Ele oferece um reforço a essa contrariedade ao parafrasear o filósofo chinês Mêncio, na conclusão de que o que diferencia os humanos de outros animais, a quem chamavam ou chamam de “brutos”, é algo muito irrelevante (p. 194-195).
Thoreau também aponta que a agricultura foi transformada em algo muito diferente do que foi no passado. “[…] parecia que uma antiga nação extinta vivera ali e plantara milho e feijão até que o homem branco apareceu para limpar a terra e, em alguma medida, exauriu o solo para essas mesmas plantações.”
Ele crê, com base na poesia e mitologia ancestrais, que a agricultura já foi uma arte sagrada, mas prejudicada principalmente pelo aumento do interesse na formação de grandes fazendas e grandes produções, tornando o exercício agrícola omisso e feito às pressas por estar mais condicionado ao lucro.

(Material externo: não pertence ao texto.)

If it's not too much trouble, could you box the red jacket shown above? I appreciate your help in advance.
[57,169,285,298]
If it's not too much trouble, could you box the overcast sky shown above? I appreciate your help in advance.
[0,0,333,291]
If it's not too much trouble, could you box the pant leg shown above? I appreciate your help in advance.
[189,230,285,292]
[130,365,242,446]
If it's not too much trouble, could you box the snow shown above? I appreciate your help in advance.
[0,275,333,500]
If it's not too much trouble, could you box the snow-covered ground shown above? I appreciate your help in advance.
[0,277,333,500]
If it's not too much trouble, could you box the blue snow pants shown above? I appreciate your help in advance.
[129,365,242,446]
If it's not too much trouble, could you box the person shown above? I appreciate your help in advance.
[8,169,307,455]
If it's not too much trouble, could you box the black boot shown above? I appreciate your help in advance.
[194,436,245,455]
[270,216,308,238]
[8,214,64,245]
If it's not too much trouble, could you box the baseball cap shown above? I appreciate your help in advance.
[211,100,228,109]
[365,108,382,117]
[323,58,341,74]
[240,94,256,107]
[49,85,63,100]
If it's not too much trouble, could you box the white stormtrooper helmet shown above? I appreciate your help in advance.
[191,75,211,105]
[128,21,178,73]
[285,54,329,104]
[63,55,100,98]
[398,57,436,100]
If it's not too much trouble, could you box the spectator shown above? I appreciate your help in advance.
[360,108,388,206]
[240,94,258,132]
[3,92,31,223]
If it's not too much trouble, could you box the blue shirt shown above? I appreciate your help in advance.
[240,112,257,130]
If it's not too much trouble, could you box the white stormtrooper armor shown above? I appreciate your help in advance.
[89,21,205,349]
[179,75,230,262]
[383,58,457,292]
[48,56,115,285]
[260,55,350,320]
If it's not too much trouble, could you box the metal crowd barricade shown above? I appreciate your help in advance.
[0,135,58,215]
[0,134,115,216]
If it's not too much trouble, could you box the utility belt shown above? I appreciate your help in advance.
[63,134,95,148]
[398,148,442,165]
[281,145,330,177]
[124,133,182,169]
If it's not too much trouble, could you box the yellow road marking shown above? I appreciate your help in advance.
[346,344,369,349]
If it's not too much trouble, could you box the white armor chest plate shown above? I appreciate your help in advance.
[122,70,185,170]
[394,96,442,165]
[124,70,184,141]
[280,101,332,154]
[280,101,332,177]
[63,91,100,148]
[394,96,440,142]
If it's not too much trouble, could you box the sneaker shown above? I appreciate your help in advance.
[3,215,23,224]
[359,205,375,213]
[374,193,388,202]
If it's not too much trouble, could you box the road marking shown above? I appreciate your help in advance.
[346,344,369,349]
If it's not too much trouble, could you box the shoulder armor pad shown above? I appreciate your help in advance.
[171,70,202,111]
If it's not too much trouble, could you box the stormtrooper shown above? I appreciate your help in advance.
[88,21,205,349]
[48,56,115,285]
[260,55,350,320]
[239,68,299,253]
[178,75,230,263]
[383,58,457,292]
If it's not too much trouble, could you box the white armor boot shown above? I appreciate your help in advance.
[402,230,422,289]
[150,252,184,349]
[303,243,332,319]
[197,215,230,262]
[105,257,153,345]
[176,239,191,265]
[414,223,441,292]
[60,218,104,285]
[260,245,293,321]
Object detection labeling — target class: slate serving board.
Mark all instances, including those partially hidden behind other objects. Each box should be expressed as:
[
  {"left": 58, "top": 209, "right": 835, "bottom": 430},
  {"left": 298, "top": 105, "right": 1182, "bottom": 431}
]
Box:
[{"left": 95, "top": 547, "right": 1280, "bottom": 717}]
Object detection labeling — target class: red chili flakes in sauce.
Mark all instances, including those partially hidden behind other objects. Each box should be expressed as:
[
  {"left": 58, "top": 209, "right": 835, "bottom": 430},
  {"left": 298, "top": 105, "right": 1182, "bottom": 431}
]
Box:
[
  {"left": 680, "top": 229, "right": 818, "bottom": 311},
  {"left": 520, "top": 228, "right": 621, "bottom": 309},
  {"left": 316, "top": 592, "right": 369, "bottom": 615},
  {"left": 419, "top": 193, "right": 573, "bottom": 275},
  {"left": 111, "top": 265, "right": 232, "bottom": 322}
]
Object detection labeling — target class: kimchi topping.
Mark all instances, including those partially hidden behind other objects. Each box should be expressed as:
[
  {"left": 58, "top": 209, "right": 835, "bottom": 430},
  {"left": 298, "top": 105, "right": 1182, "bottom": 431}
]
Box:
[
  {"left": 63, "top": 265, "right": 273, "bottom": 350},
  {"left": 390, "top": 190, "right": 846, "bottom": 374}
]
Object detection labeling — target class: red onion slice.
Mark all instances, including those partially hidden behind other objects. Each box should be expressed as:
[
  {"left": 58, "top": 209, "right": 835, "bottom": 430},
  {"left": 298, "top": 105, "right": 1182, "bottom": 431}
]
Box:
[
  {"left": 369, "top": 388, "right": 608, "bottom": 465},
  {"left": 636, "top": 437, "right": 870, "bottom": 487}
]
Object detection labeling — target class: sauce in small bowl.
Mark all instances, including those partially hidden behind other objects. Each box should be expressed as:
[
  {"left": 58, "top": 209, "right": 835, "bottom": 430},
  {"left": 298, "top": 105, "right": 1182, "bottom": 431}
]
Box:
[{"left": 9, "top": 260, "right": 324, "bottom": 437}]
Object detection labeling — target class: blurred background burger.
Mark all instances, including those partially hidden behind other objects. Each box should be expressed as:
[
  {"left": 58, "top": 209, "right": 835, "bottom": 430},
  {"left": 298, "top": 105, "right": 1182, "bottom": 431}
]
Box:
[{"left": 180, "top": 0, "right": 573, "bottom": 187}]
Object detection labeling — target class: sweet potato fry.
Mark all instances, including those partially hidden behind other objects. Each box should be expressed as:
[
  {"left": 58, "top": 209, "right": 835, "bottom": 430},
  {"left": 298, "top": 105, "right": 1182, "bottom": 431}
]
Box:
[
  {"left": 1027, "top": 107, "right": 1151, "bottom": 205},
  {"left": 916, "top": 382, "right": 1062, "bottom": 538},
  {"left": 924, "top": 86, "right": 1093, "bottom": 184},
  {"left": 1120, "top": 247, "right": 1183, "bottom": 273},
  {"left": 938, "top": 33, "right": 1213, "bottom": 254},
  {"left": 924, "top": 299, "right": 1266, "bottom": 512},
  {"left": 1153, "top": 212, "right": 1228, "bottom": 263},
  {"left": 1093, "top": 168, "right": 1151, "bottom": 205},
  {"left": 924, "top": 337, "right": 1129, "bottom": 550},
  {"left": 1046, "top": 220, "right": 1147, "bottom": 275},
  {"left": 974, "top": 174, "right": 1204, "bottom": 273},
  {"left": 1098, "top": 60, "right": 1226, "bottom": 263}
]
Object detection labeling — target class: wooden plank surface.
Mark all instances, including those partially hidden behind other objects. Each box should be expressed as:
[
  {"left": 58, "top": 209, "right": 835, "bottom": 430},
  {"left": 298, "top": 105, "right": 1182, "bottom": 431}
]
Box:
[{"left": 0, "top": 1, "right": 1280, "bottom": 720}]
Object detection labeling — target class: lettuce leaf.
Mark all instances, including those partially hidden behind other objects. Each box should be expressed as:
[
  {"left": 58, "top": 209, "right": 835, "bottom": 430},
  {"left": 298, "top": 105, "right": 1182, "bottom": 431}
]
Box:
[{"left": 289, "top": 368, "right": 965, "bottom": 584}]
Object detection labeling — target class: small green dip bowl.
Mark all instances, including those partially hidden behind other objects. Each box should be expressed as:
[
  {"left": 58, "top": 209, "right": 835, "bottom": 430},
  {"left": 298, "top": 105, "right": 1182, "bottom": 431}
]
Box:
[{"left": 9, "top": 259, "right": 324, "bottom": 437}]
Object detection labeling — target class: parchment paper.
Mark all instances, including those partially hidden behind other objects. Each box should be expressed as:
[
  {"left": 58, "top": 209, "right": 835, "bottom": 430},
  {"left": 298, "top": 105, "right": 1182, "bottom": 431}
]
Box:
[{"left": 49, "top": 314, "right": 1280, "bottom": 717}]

Em consequência disso, o sabor de vários alimentos mudaram.
Thoreau também defende a sobriedade, e diz que a água “é a única bebida para um homem sábio” (p. 193). A oposição a esses costumes, como o de se alimentar de animais, também faz parte do que Thoreau chama de “obediência as leis de seu ser”, já que se, por exemplo, a lei garante o direito de causar mal aos animais para alimentação (é preciso explorá-los e matá-los), o ser humano pode “guiar-se pela sua própria lei” que reprova tal legitimidade. Afinal, não é porque é lei que é correto ou que deve ser perpetuado.
Uma consciência que na metade do século 19 leva a uma observação de que é nosso destino deixar de comer animais está também na esteira da oposição à escravidão. Thoreau é um pensador que não se limita a reconhecer a subjugação como uma prática somente humana em relação a humanos. Uma observação feita por ele em relação à escravidão serve também para o nosso tempo em relação à exploração animal:
“Há centenas de pessoas que se opõem à escravidão em opinião, mas que nada fazem de efetivo para nela pôr fim” (p. 293). Em relação aos animais não humanos, podemos reconhecer que a exploração, pelo menos a que depende de hábitos alimentares, pode chegar ao fim com a simples mudança de nossos hábitos.
Referência
THOREAU, H.D. Walden ou A Vida nos Bosques. 1.ed. São Paulo: Planeta, 2021. 320 p.